Nicht als Geist. Sondern als… Wächter.Und ich glaube, Mika ist einer von ihnen.
Oder Lupo. Oder beide.Ich weiß nur: Er hat mich geführt. Damals, als ich fast aufgegeben hätte.
Und vielleicht führt er auch dich.Wenn ja, dann vertrau ihm.
Denn am Ende führen sie nicht zu sich selbst.
Sondern zu uns.
Dein Friedrich.
Johanna faltete den Brief langsam zusammen.
Ihre Hände zitterten.
Aber ihre Augen – trocken. Klar.
„Du hast mir nie davon erzählt“, flüsterte sie. „Weil du wusstest, dass ich es erst verstehen kann, wenn die Zeit reif ist.“
Sie blickte zu Mika.
„Und du… hast all die Jahre gewartet. Auf mich. Auf ihn. Auf das richtige Kind.“
Mika blinzelte.
Dann legte er seine Schnauze auf ihren Schuh.
Die Flamme in der Laterne flackerte.
Ein Windhauch strich über die Lichtung.
Und plötzlich wie aus dem Nichts stand ein Reh am Waldrand.
Nicht scheu. Nicht flüchtig.
Es blickte Johanna direkt an.
Dann neigte es den Kopf und verschwand.
Mika stand auf.
Sah ihm nicht nach.
Sondern blickte nach oben.
Johanna folgte seinem Blick.
Zwischen den Bäumen öffnete sich ein Fenster aus Licht.
Der Mond stand hoch.
Und in seinem Schein sah sie etwas, das ihr den Atem raubte:
Fleck mit erhobener Schnauze heulte.
Nicht aus Angst.
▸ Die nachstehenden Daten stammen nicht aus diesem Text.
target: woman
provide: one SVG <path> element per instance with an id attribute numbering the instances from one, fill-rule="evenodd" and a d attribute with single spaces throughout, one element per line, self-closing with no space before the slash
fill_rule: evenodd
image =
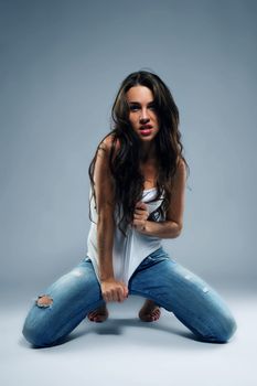
<path id="1" fill-rule="evenodd" d="M 36 346 L 54 344 L 86 315 L 104 322 L 106 303 L 139 294 L 142 321 L 158 320 L 162 307 L 199 339 L 227 342 L 236 322 L 223 299 L 161 245 L 181 233 L 189 169 L 169 88 L 156 74 L 132 73 L 111 116 L 114 128 L 89 167 L 86 257 L 38 298 L 24 336 Z"/>

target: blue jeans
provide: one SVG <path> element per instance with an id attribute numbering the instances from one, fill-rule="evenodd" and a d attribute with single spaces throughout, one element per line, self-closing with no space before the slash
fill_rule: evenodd
<path id="1" fill-rule="evenodd" d="M 140 264 L 128 283 L 129 294 L 153 300 L 174 315 L 200 340 L 227 342 L 236 322 L 217 292 L 175 260 L 163 247 Z M 88 257 L 62 276 L 45 292 L 49 307 L 35 302 L 23 326 L 23 335 L 35 346 L 49 346 L 69 334 L 87 313 L 103 305 L 100 286 Z"/>

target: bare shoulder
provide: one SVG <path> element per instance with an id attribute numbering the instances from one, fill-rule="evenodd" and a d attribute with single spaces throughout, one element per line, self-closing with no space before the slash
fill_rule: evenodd
<path id="1" fill-rule="evenodd" d="M 114 143 L 114 135 L 110 133 L 99 144 L 99 149 L 104 150 L 107 154 L 110 153 L 113 143 Z M 120 142 L 119 140 L 117 140 L 116 144 L 115 144 L 115 152 L 117 152 L 117 150 L 120 148 Z"/>
<path id="2" fill-rule="evenodd" d="M 186 165 L 185 165 L 185 162 L 182 158 L 178 159 L 175 176 L 178 179 L 182 179 L 182 180 L 186 179 Z"/>

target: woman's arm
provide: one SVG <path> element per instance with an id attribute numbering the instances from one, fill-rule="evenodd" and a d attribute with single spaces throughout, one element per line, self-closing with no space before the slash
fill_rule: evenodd
<path id="1" fill-rule="evenodd" d="M 106 301 L 122 301 L 127 287 L 115 280 L 113 267 L 113 246 L 115 232 L 114 181 L 109 170 L 110 137 L 101 143 L 95 163 L 94 182 L 96 192 L 97 250 L 99 279 Z"/>
<path id="2" fill-rule="evenodd" d="M 174 191 L 165 221 L 147 221 L 147 205 L 140 202 L 138 203 L 138 210 L 135 213 L 133 219 L 133 225 L 136 225 L 139 232 L 144 235 L 157 236 L 160 238 L 174 238 L 181 234 L 183 227 L 185 181 L 186 169 L 184 162 L 181 160 L 174 178 Z M 139 207 L 141 210 L 139 210 Z"/>

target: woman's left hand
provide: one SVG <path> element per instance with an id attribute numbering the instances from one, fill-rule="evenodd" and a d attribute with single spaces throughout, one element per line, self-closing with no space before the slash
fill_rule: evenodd
<path id="1" fill-rule="evenodd" d="M 132 225 L 137 230 L 146 230 L 146 223 L 149 217 L 149 212 L 147 204 L 144 204 L 142 201 L 139 201 L 136 204 L 136 210 L 133 212 L 133 222 Z"/>

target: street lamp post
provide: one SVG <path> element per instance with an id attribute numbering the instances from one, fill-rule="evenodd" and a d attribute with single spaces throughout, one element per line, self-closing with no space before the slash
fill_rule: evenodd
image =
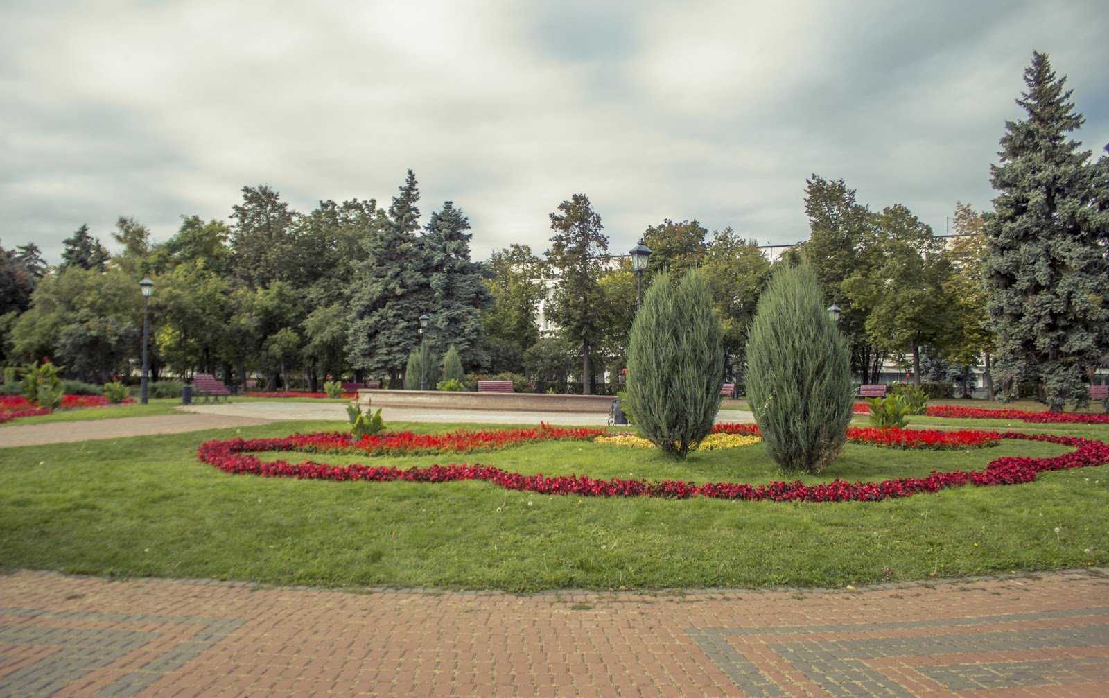
<path id="1" fill-rule="evenodd" d="M 425 366 L 424 364 L 427 363 L 428 355 L 427 355 L 427 352 L 424 351 L 424 346 L 425 346 L 425 344 L 427 342 L 427 325 L 430 322 L 431 322 L 431 317 L 427 313 L 424 313 L 423 315 L 419 316 L 419 353 L 420 353 L 420 357 L 419 357 L 420 358 L 420 362 L 419 362 L 419 390 L 421 390 L 421 391 L 426 391 L 427 390 L 427 368 L 428 367 Z"/>
<path id="2" fill-rule="evenodd" d="M 640 284 L 643 277 L 643 272 L 647 271 L 647 261 L 651 256 L 651 249 L 643 244 L 640 240 L 639 244 L 631 249 L 629 252 L 631 255 L 631 269 L 635 272 L 635 311 L 639 311 L 640 303 Z"/>
<path id="3" fill-rule="evenodd" d="M 150 296 L 154 295 L 154 282 L 150 276 L 144 276 L 139 282 L 142 290 L 142 387 L 140 388 L 140 399 L 146 404 L 150 397 L 150 386 L 147 376 L 150 375 Z"/>

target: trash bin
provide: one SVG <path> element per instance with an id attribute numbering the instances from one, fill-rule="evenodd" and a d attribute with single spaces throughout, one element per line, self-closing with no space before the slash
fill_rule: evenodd
<path id="1" fill-rule="evenodd" d="M 620 398 L 612 398 L 612 424 L 628 424 L 628 415 L 620 408 Z"/>

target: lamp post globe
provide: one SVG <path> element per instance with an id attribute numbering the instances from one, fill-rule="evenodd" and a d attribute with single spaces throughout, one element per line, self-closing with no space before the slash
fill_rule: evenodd
<path id="1" fill-rule="evenodd" d="M 643 272 L 647 271 L 648 260 L 651 257 L 651 249 L 644 245 L 643 241 L 640 240 L 639 244 L 632 247 L 628 254 L 631 256 L 631 269 L 635 272 L 635 310 L 639 311 L 640 283 Z"/>
<path id="2" fill-rule="evenodd" d="M 142 378 L 140 381 L 139 399 L 146 404 L 150 399 L 150 296 L 154 295 L 154 282 L 144 276 L 139 282 L 142 291 Z"/>
<path id="3" fill-rule="evenodd" d="M 428 324 L 430 324 L 430 322 L 431 322 L 431 316 L 428 315 L 427 313 L 424 313 L 423 315 L 419 316 L 419 353 L 420 353 L 419 390 L 421 391 L 427 390 L 427 372 L 430 370 L 430 366 L 424 365 L 428 357 L 427 352 L 424 351 L 424 343 L 427 342 L 427 332 L 425 331 L 427 330 L 427 326 Z"/>

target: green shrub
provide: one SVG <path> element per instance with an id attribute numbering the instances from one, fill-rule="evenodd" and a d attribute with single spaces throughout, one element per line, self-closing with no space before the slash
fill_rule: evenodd
<path id="1" fill-rule="evenodd" d="M 28 366 L 20 385 L 28 402 L 51 411 L 61 406 L 62 395 L 65 394 L 62 381 L 58 377 L 58 367 L 49 361 L 42 365 L 35 362 Z"/>
<path id="2" fill-rule="evenodd" d="M 724 370 L 723 328 L 704 273 L 661 274 L 631 325 L 628 404 L 640 434 L 678 458 L 712 432 Z"/>
<path id="3" fill-rule="evenodd" d="M 824 471 L 851 422 L 851 353 L 824 306 L 807 264 L 780 265 L 747 338 L 747 399 L 766 453 L 785 471 Z"/>
<path id="4" fill-rule="evenodd" d="M 617 398 L 620 401 L 620 412 L 624 413 L 624 416 L 628 417 L 628 424 L 635 424 L 635 415 L 632 412 L 631 403 L 628 402 L 628 393 L 620 391 L 617 393 Z"/>
<path id="5" fill-rule="evenodd" d="M 105 383 L 103 390 L 104 390 L 104 397 L 106 397 L 108 402 L 112 403 L 113 405 L 122 403 L 131 395 L 131 388 L 123 385 L 119 381 L 113 381 L 112 383 Z"/>
<path id="6" fill-rule="evenodd" d="M 894 383 L 889 386 L 891 395 L 905 398 L 908 414 L 924 414 L 928 409 L 928 392 L 909 383 Z"/>
<path id="7" fill-rule="evenodd" d="M 385 428 L 385 423 L 381 421 L 380 407 L 370 415 L 368 406 L 366 414 L 363 414 L 362 407 L 357 403 L 347 405 L 347 418 L 350 421 L 350 435 L 355 438 L 370 436 Z"/>
<path id="8" fill-rule="evenodd" d="M 181 391 L 185 384 L 181 381 L 151 381 L 146 384 L 146 393 L 150 397 L 181 397 Z M 140 386 L 131 387 L 133 394 L 139 394 Z"/>
<path id="9" fill-rule="evenodd" d="M 458 355 L 458 350 L 451 344 L 442 357 L 442 382 L 455 381 L 460 385 L 465 380 L 466 371 L 462 370 L 462 357 Z"/>
<path id="10" fill-rule="evenodd" d="M 427 385 L 429 390 L 434 390 L 438 381 L 436 375 L 438 365 L 439 362 L 431 351 L 431 346 L 427 342 L 421 342 L 419 347 L 414 348 L 408 354 L 408 366 L 405 368 L 405 390 L 418 391 L 421 385 L 421 376 L 423 384 Z"/>
<path id="11" fill-rule="evenodd" d="M 62 381 L 62 392 L 67 395 L 101 395 L 103 388 L 94 383 L 65 378 Z"/>
<path id="12" fill-rule="evenodd" d="M 866 404 L 871 407 L 871 426 L 879 429 L 905 428 L 908 425 L 908 415 L 916 414 L 909 411 L 908 401 L 904 395 L 872 397 Z"/>

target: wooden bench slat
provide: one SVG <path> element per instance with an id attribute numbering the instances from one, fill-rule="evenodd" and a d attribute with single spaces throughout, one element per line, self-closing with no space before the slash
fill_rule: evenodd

Nicht aus Schmerz.
Sondern als würde er antworten.
Einem Ruf, den nur er verstand.
Und dann, ganz leise fiel ein einzelnes Blatt von der Eiche.
Mitten auf die Laterne.
Die Flamme flackerte.
Und ging nicht aus.
Sondern wurde heller.
Johanna stand auf.
Sie fühlte kein Alter in ihren Knochen.
Nur Gewissheit.
„Wir gehen jetzt heim“, sagte sie leise.
„Und wenn es Zeit ist, weißt du den Weg.“
Mika drehte sich um.
Fleck lief voraus.
Als sie das Haus erreichten, ging die Sonne gerade auf.
Vögel sangen.
Die Welt roch nach Erde und Licht.
Johanna setzte sich auf die Bank vor dem Haus.
Fleck legte sich zu ihren Füßen.
Mika neben sie.
Sie schloss die Augen.
Spürte das Herz schlagen.
Und dann erinnerte sie sich an etwas, das Friedrich ihr einmal gesagt hatte:
„Manche Hunde sind nicht nur Hunde.
Sie sind Brücken.
Zwischen dem, was war und dem, was bleibt.“
Johanna öffnete langsam die Augen.
Im Fenster spiegelte sich das Licht des Morgens.
Doch auf der Scheibe war ein Pfotenabdruck.
Frisch.
Feucht.
Aber keiner von Mika.
Und keiner von Fleck.
Ein dritter.
Größer.
Und verschwunden, als sie sich umdrehte.